A Multi-Classifier Based Prediction Model for Phishing Emails Detection Using Topic Modelling, Named Entity Recognition and Image Processing ()
Received 31 March 2016; accepted 21 April 2016; published 26 July 2016
1. Introduction
The internet has great influence in people’s daily lives. The use of internet-based services, such as Online Banking and Online Purchasing has increased manifold in the past few years. The use of social networking sites and other similar services has also increased greatly in the last decade. Taking advantage of this dependence, social engineering schemes use spoofed emails to steal personal information (Identity Theft) from users. The email directs the user, via a hyper-link, into a fake web page owned by attackers that looks very similar to a legitimate site. Once the user enters any personal and financial information in the directed web page, it becomes available for attackers to access, and this is used to commit fraud and carry out illegal financial transactions. Technical subterfuge schemes trigger users to download malware onto their computers, by clicking on a link embedded in a spoofed email. Using these malware, attackers steal users’ credentials from their own devices. Anti-Phishing Working Group [1] reported that there were at least, 74,127 unique phishing websites detected between January 1, 2013 and March 31, 2013.
As part of the research in this paper, Topic Modelling features, Named Entity features and Structural features were utilized to detect phishing emails. Images from the legitimate site and phished sites are extracted and an image processing technique is used to compare the similarity of that images. The Topic Modelling features were extracted using the GibbsLDA, while the Named Entity features were extracted using the CRF Classifier. A total of 61 features were extracted and used for training the classifiers. The multi-classifier prediction model is built by using Random Forest (RF), Support Vector Machines (SVM) and LogitBoost. The dataset includes a corpus of 5260 e-mails including phished e-mails and legitimate e-mails. Performance is evaluated using the different measures like Precision, TPR, FPR, F-Measure and Recall. The dataset contains different combinations of phished and legitimate mails.
The rest of the paper is organized as Related Works in Section 2, Proposed Method in Section 3, Experiments and Results in Section 4 and Discussion based on the Experiments conducted along with work planned for the future in Section 5.
2. Related Work
Phishing e-mails are a particular sort of spam mails that are used to get the personal and financial related data from the users, so its recognition and incapacitation obliges higher necessity than alternate sorts of the spam mail. Phishing mail has some remarkable characteristics contrasted with the legitimate mail. For instance, it is not intended for any specific user (an exception is the spear phishing mails), it is usually focused on a financial institution, and the content of the phished e-mail often includes terms associated with finance and any emergency.

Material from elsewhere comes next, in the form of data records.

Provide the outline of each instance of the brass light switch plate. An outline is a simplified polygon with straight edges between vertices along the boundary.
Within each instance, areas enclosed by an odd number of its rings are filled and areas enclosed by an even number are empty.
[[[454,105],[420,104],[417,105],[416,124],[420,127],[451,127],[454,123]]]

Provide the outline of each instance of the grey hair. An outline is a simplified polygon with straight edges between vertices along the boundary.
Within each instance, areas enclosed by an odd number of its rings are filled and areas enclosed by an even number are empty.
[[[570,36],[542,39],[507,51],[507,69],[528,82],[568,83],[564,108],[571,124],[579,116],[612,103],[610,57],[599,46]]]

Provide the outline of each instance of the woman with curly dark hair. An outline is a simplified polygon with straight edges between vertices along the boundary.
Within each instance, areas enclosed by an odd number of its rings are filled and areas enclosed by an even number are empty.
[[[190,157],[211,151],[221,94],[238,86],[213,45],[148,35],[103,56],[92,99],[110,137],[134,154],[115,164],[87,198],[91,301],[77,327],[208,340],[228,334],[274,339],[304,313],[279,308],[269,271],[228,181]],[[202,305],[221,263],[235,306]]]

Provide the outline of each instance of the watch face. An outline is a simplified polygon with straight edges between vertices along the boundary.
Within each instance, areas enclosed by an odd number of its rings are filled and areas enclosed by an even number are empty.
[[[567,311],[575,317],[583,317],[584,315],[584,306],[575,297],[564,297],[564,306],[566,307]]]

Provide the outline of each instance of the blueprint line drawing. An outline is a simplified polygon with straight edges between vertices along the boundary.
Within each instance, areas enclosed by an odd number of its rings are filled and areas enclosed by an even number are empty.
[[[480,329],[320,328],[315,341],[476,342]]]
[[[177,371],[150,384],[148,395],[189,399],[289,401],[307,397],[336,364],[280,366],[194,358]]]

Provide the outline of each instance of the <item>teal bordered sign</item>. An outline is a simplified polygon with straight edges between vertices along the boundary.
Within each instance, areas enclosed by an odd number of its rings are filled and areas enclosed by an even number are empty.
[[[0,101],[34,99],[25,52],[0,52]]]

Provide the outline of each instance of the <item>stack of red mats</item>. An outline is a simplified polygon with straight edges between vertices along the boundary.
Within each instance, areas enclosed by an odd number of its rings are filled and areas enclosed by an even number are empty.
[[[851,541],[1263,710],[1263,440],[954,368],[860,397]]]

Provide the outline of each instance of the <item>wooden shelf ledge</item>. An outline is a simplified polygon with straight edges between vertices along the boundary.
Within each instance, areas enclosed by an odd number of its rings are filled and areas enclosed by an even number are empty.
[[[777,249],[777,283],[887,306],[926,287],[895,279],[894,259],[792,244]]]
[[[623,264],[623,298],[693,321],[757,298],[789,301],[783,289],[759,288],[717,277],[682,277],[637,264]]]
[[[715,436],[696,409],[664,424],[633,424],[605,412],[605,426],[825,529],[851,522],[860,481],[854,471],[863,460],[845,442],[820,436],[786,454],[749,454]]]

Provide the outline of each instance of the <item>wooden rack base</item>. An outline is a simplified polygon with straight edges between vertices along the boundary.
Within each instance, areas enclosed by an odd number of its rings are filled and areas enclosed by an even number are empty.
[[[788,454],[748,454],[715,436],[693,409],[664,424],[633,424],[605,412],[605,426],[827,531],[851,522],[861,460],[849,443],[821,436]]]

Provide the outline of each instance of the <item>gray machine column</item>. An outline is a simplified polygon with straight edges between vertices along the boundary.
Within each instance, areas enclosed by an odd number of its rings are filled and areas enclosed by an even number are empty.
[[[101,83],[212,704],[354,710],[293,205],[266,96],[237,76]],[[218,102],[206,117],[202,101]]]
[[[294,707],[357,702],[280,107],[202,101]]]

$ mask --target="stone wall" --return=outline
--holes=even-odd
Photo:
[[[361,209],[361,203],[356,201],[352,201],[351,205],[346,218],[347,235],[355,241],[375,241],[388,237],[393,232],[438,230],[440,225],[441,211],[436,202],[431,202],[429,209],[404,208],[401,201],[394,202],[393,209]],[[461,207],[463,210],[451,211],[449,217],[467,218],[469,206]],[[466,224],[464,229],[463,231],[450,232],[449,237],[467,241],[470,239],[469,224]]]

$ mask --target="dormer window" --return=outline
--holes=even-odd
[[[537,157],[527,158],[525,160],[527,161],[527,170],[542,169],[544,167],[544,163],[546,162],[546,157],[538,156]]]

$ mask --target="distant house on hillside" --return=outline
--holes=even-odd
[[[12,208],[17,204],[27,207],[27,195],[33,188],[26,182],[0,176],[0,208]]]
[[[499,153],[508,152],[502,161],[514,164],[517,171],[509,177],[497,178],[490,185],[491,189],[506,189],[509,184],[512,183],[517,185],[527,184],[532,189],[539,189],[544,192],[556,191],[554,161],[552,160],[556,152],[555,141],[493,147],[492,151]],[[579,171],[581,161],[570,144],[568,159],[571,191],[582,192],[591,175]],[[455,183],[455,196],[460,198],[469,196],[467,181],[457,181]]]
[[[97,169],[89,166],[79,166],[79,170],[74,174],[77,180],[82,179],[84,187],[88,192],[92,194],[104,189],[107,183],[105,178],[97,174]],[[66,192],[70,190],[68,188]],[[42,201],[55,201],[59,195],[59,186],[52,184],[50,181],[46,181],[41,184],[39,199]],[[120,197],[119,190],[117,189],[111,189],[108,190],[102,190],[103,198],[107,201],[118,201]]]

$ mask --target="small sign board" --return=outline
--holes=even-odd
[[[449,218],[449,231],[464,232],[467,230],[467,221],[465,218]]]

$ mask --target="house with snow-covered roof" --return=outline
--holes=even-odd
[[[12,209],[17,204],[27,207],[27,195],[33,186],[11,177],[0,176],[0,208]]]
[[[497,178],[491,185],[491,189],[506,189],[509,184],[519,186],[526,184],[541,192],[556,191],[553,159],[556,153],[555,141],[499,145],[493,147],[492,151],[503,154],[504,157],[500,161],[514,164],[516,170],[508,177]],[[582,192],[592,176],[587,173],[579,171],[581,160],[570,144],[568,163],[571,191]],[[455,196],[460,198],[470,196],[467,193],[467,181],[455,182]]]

Emails are not well structured documents, they are semi structured. Chandrasekaran [2] has shown the ease of use of the structural properties of the email to differentiate between a phished e-mail and a legitimate one. They have utilized 23 style marker features, two structural property characteristics and 18 functional words to classify e-mails. The exactness of the model is assessed using the Support Vector Machine (SVM) classifier. At the same time, using functional words did not help in effectively characterizing e-mails, on the grounds that the attackers may utilize the synonyms of the words.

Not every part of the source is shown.